As a company that specializes in debt factoring services, we deal with business debt every day. It is in our firm’s DNA. Over our many years in business, we have come to appreciate that business debt doesn’t have to be a bad thing. As long as it’s well-managed and kept in the proper perspective, business debt can actually be a sign of a healthy organization.
It helps to think of business debt from two different perspectives. As a business owner, you are dealing with both debt owed to you and debt you owe to others. In business, we call these two types of debt account receivables and account payables. We assume you are familiar with both terms.
Both types of debt can be viewed either positively or negatively. How they are managed tends to impact a business owner’s view. But interestingly enough, our position as a debt factoring company offers a unique viewpoint: that of a neutral third party whose business is factoring debt.
Debt You Are Owed
The debt you are owed is the result of providing goods or services to your customers. They buy from you, you generate an invoice, and you expect payment within a certain amount of time. A debt exists for as long as the invoice remains unpaid. This is neither good nor bad. It is just the reality of doing business.

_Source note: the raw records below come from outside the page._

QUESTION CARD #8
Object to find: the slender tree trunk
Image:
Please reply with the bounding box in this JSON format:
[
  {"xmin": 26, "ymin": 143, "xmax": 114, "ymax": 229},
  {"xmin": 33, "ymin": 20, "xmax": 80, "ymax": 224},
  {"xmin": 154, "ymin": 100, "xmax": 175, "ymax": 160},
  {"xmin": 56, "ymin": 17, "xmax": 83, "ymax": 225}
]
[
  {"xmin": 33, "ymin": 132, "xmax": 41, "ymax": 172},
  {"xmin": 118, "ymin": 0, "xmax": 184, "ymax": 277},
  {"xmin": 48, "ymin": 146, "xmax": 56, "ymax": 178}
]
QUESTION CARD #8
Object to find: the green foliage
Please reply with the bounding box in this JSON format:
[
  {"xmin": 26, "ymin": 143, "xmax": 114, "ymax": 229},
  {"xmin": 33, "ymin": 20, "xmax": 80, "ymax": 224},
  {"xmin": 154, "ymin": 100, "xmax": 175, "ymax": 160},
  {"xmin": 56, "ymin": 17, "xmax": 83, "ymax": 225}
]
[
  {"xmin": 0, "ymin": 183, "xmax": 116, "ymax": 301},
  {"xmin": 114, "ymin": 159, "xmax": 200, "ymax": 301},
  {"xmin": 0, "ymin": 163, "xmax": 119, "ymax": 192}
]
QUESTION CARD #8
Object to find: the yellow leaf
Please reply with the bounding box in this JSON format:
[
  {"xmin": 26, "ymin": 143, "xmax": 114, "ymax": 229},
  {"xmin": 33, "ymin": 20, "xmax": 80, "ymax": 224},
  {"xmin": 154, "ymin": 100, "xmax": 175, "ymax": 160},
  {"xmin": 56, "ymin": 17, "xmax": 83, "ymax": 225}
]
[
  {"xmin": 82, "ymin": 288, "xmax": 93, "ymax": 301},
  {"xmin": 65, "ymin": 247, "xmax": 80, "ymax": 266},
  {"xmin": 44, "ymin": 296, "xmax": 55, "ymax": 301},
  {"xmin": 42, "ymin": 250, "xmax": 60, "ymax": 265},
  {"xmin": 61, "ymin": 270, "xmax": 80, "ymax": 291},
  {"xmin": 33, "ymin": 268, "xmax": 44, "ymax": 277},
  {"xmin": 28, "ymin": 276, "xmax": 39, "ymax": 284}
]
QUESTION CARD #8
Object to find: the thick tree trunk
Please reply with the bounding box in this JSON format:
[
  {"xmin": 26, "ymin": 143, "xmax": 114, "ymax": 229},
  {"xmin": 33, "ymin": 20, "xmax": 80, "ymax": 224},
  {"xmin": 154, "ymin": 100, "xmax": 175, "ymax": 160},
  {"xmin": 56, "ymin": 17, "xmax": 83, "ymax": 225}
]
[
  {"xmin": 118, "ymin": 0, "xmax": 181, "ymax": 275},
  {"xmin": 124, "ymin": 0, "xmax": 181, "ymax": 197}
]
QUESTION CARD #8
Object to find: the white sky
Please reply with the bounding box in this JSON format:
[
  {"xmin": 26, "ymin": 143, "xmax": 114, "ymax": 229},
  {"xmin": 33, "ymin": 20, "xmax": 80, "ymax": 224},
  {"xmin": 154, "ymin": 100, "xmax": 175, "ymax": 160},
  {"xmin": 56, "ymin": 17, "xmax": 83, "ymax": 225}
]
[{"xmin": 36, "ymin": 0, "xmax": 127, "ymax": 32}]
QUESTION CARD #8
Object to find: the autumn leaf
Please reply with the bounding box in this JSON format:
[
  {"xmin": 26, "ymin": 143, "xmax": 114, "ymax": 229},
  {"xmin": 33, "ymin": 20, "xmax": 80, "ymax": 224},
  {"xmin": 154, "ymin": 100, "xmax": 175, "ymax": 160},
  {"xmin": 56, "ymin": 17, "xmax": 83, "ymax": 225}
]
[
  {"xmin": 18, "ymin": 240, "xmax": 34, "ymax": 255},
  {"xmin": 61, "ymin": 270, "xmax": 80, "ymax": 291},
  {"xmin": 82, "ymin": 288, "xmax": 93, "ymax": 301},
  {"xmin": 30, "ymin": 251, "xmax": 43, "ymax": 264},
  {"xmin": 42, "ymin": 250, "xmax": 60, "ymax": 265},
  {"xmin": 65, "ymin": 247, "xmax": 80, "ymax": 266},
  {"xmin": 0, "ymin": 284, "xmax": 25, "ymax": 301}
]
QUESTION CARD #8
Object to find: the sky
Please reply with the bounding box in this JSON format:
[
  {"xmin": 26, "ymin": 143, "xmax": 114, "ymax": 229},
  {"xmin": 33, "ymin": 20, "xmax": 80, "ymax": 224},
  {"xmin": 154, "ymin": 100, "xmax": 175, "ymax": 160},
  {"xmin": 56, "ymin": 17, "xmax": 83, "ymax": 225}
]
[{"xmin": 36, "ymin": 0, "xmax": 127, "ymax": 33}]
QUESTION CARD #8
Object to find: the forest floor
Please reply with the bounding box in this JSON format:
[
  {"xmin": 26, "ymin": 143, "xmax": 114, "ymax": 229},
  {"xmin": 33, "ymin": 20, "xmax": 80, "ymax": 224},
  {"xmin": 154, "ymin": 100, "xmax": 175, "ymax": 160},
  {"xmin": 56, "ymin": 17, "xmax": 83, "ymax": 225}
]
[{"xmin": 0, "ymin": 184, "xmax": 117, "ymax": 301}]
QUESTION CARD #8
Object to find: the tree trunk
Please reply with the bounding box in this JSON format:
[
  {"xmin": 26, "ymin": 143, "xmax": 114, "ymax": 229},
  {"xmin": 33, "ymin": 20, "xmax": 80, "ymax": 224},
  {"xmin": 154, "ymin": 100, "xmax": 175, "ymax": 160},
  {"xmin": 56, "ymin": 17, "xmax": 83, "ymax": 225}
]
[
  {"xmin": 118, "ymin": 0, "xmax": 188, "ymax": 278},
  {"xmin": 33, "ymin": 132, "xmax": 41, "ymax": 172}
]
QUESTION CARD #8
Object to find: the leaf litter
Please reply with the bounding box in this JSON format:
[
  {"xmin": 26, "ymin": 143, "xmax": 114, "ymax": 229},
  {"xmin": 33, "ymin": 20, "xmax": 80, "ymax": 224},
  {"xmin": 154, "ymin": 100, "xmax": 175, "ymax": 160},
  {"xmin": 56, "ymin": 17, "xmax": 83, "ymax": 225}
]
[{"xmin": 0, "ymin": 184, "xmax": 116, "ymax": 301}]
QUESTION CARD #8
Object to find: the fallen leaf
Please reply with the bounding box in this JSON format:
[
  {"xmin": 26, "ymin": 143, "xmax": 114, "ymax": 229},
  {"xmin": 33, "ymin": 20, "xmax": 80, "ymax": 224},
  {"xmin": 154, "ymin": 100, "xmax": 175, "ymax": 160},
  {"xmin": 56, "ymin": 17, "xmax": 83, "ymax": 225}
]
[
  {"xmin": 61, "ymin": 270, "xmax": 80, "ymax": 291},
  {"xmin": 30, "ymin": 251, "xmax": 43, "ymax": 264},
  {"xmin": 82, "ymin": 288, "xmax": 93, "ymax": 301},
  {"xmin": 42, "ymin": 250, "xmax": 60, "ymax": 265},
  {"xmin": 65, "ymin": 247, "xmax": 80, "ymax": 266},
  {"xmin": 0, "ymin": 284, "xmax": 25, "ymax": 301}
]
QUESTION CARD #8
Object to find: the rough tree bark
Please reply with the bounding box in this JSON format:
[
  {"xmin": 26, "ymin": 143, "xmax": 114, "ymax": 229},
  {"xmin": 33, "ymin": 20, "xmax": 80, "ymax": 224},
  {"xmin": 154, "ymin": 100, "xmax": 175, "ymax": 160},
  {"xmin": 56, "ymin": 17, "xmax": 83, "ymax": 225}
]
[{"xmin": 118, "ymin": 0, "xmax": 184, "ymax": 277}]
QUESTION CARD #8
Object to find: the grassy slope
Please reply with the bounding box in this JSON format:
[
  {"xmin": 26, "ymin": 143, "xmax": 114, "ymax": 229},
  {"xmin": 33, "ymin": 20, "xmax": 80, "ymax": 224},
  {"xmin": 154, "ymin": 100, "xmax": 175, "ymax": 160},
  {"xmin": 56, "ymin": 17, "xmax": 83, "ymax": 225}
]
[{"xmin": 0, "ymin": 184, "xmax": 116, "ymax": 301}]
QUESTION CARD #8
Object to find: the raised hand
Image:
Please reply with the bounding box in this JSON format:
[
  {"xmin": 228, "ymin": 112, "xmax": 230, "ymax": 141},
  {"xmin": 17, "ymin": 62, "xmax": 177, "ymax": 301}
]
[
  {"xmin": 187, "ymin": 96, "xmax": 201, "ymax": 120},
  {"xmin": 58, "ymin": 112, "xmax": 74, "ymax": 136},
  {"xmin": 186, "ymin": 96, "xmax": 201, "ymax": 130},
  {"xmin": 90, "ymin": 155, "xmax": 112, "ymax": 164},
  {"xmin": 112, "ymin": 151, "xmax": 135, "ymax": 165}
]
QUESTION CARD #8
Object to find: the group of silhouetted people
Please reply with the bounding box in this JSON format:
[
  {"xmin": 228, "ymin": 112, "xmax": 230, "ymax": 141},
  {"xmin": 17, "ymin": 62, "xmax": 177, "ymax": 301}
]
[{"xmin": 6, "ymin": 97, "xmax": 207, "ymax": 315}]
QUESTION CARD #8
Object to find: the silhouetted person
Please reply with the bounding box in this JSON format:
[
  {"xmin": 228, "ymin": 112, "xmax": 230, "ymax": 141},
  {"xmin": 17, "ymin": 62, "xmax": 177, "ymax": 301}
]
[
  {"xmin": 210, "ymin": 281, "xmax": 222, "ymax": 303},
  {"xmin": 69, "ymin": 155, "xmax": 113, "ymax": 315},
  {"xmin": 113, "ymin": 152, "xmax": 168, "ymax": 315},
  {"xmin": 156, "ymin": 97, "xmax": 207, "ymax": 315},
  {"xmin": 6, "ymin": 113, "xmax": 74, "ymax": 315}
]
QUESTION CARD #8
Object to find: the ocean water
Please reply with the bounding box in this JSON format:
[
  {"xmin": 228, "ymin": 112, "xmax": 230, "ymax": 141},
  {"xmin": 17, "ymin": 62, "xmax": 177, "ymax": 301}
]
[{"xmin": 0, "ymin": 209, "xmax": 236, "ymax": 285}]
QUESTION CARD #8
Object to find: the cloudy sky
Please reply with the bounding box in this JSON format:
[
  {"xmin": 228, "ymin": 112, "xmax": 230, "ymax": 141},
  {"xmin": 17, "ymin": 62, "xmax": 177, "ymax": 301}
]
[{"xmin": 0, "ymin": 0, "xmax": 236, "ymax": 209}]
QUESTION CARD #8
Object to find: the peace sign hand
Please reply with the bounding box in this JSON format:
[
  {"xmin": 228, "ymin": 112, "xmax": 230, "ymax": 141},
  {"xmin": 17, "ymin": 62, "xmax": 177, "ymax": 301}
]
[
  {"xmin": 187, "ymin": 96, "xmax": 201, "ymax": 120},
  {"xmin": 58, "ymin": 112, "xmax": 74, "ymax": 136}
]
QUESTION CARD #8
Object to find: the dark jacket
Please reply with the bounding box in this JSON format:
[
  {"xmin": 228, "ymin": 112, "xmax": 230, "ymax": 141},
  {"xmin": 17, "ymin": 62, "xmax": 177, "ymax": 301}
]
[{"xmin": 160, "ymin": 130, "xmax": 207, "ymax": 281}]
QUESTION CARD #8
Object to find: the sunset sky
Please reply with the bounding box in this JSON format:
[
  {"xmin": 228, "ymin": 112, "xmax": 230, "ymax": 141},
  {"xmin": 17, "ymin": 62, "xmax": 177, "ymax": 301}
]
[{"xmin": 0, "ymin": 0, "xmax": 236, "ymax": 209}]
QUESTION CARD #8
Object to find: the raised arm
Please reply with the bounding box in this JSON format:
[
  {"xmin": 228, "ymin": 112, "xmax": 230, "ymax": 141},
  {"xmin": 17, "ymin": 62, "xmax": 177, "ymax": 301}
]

It’s possible to manage invoice debt so that it doesn’t become a problem. Companies do so by:
- sending out regular invoices
- establishing and sticking to terms
- following up on unpaid invoices
- working with customers struggling to pay.
Managing unpaid invoices successfully keeps the accounting team happy, helps to maintain consistent cash flow, and encourages customers to keep buying. It also opens the door to debt factoring.
The debt you are owed is represented by invoices. In a debt factoring scenario, you sell unpaid invoices to a company like Thales Financial. We pay a certain percentage up front and the rest once invoices are paid. Of course, we deduct our factoring fee. Nonetheless, managing your invoices well opens the door to a rather convenient short-term financing tool.
Debt You Owe
Just like you generate invoices representing the debt customers owe, you receive invoices from vendors from whom you have purchased. Those invoices represent debts that you owe. Once again, this doesn’t have to be a bad thing.
First off, the fact that vendors are willing to extend a certain amount of credit gives you options for financing purchases without having to exhaust your cash resources. You can purchase now and pay 30 or 60 days down the road. That is a good thing. Could you realistically run your business if buying on credit were not possible?
On the other hand, being overwhelmed by debt load is possible when a company spends more than it’s taking in. A continual stream of negative revenue can lead to unhealthy borrowing practices that only make debt loads larger and more cumbersome. This is why managing debt load is so important.
Debt Is a Part of Business
Here at Thales Financial, we tend to think of debt as a neutral thing. It is neither good nor bad in and of itself. What makes it good or bad is how companies manage it. How is your company doing with both the debt you are owed and the debt you owe to others?
In terms of the former, you can turn that debt into cash by taking advantage of debt factoring. If debt factoring can help you manage your debt better, we encourage you to consider it over other forms of business financing.